To be fair, Jack Reynor is great as Richard. There are moments when you can really see Richard’s inner “alpha male plus”bubbling away beneath the surface, as he fails to deal with the fact he might be denied something he deems is rightfully his. Reynor has a charming manner that helps a great deal, but he also does an excellent job at trying to draw some sense of pathos out of the character. Reynor manages to give Richard a significant amount of depth, and he generally does so without wallowing in the screenplay’s melodrama. Reynor manages to make the character intriguing and compelling, anchoring the film, even when the script calls for a high-drama freak-out that seems like it might have come from an evening soap opera.

Naked ambition…

People shout and they cry and they whine and they seem to practically breath angst. The script is almost afraid to let any plot point skip by under the radar. When Richard moans “I can’t believe this is happening to me” the script actually has another character point out how self-centred that statement is, as if worried the audience might miss that incredibly unsubtle moment of character development. Abrahamson does a great job filming the movie, keeping things on the boil and keeping us engaged, but it seems like the screenplay is occasionally working against him.

There are moments when it seems like What Richard Did might have something to say about the Irish character in particular, rather than covering familiar ground. Richard’s poorly-masked disdain for the “$%^&in’ culchie” on his team could have offered a nice vehicle for social commentary. There’s a nice moment where Richard drags his posh friends to this colleague’s birthday, only for them to scowl at the fact it’s held in a GAA hall. (In contrast to Richard’s lavish beach house.) Richard can’t stand the guy’s “Celtic Mist” Irish folk songs, but we get a nice shot of the team together singing a distinctly English anthem.

Dad’s little wonder boy…

Our national identity has always been a massively thorny issue, and the legacies of British rule still simmer away beneath the surface. That divide – Catholic and Protestant, inside the Pale and outside the Pale – is only fleetingly touched on by the script. It doesn’t feel like it’s aggressive enough in exploring that rather obvious angle, but still teases it. Indeed, it almost seeming to pull its punches in the way that it explores the entitled private-school background that produced Richard, and how he relates to those people who come from outside it.

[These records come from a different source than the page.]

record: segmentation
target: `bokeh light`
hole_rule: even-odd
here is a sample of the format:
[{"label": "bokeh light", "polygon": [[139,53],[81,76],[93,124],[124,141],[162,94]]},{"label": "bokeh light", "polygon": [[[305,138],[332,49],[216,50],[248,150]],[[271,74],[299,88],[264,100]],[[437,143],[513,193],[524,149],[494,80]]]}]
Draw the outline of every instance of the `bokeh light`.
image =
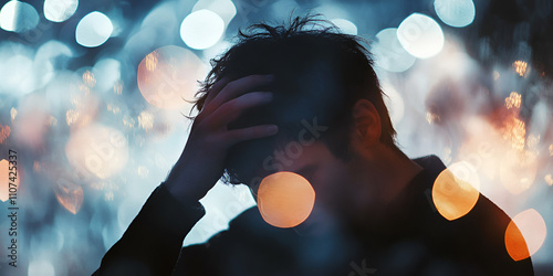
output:
[{"label": "bokeh light", "polygon": [[80,173],[105,179],[126,166],[127,139],[117,129],[95,124],[71,135],[65,155]]},{"label": "bokeh light", "polygon": [[258,190],[258,208],[263,220],[276,227],[293,227],[307,219],[315,191],[302,176],[289,171],[265,177]]},{"label": "bokeh light", "polygon": [[357,34],[357,26],[349,20],[347,19],[332,19],[332,23],[334,23],[341,32],[356,35]]},{"label": "bokeh light", "polygon": [[44,18],[52,22],[63,22],[71,18],[79,7],[79,0],[45,0]]},{"label": "bokeh light", "polygon": [[29,264],[29,276],[54,276],[55,269],[51,262],[48,261],[33,261]]},{"label": "bokeh light", "polygon": [[435,56],[445,42],[438,22],[420,13],[410,14],[399,24],[397,39],[409,54],[419,59]]},{"label": "bokeh light", "polygon": [[10,32],[24,32],[39,24],[39,13],[31,4],[11,0],[0,10],[0,28]]},{"label": "bokeh light", "polygon": [[86,14],[75,30],[76,43],[85,47],[97,47],[109,39],[113,24],[109,18],[98,11]]},{"label": "bokeh light", "polygon": [[138,65],[137,82],[142,95],[150,105],[164,109],[188,106],[194,99],[198,79],[206,65],[189,50],[164,46],[149,53]]},{"label": "bokeh light", "polygon": [[453,221],[477,204],[479,188],[476,169],[469,162],[457,162],[444,170],[434,182],[432,201],[444,217]]},{"label": "bokeh light", "polygon": [[434,9],[444,23],[462,28],[474,21],[476,8],[472,0],[435,0]]},{"label": "bokeh light", "polygon": [[[10,198],[10,162],[6,159],[0,160],[0,201],[7,201]],[[19,171],[17,171],[19,173]],[[19,179],[21,176],[17,174],[15,181],[11,183],[15,183],[19,190]]]},{"label": "bokeh light", "polygon": [[388,82],[382,82],[382,89],[386,96],[384,97],[384,103],[389,112],[389,118],[395,125],[399,124],[404,118],[405,114],[405,103],[401,95],[389,84]]},{"label": "bokeh light", "polygon": [[225,32],[225,21],[210,10],[195,11],[182,20],[180,38],[191,49],[204,50],[215,45]]},{"label": "bokeh light", "polygon": [[535,209],[525,210],[507,226],[507,252],[514,261],[528,258],[540,250],[546,234],[547,227],[542,215]]},{"label": "bokeh light", "polygon": [[397,39],[397,29],[388,28],[376,34],[376,43],[372,47],[376,66],[389,72],[404,72],[417,60],[407,53]]}]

The film only shows flashes of the gulf between those inside and those outside, and the class divide that exists even within the rugby team itself. Richard is, for example, somewhat dismissively referred to as “super Rich” by the resident “culchie”, as much a jab at his family’s financial status as a play on his status as uncrowned school prince. However, despite hinting at these fascinating (and uniquely Irish) concerns, the screenplay refuses to develop them in any substantial way.

Life’s a beach…

It seems like the screenplay pulls its punches just a little bit too much, and it’s never as vicious as it could be in its handling of Richard’s morality. It feels a bit soft around the edges. There’s none of the raw anger or contempt that drove the best of those international explorations of entitlement and guilt. The film doesn’t seem quite sure on whether it wants to condemn Richard or portray him as almost tragic. That arguably leaves it open to the audience, but the problem is that it prevents the movie from really diving too deeply into the questions that it raises. It feels strangely superficial in its handling of admittedly touchy subjects.

I probably sound like I’m being a bit harsh. To be fair, it’s a perfectly fine piece of film-making, but it’s never truly exceptional. Even measured against some of Abrahamson’s past work it feels fairly shallow. Jack Reynor’s central performance really is quite wonderful, and Abrahamson is a more than capable director, but What Richard Did feels like it suffers from a lack of what its lead has in abundance: ambition.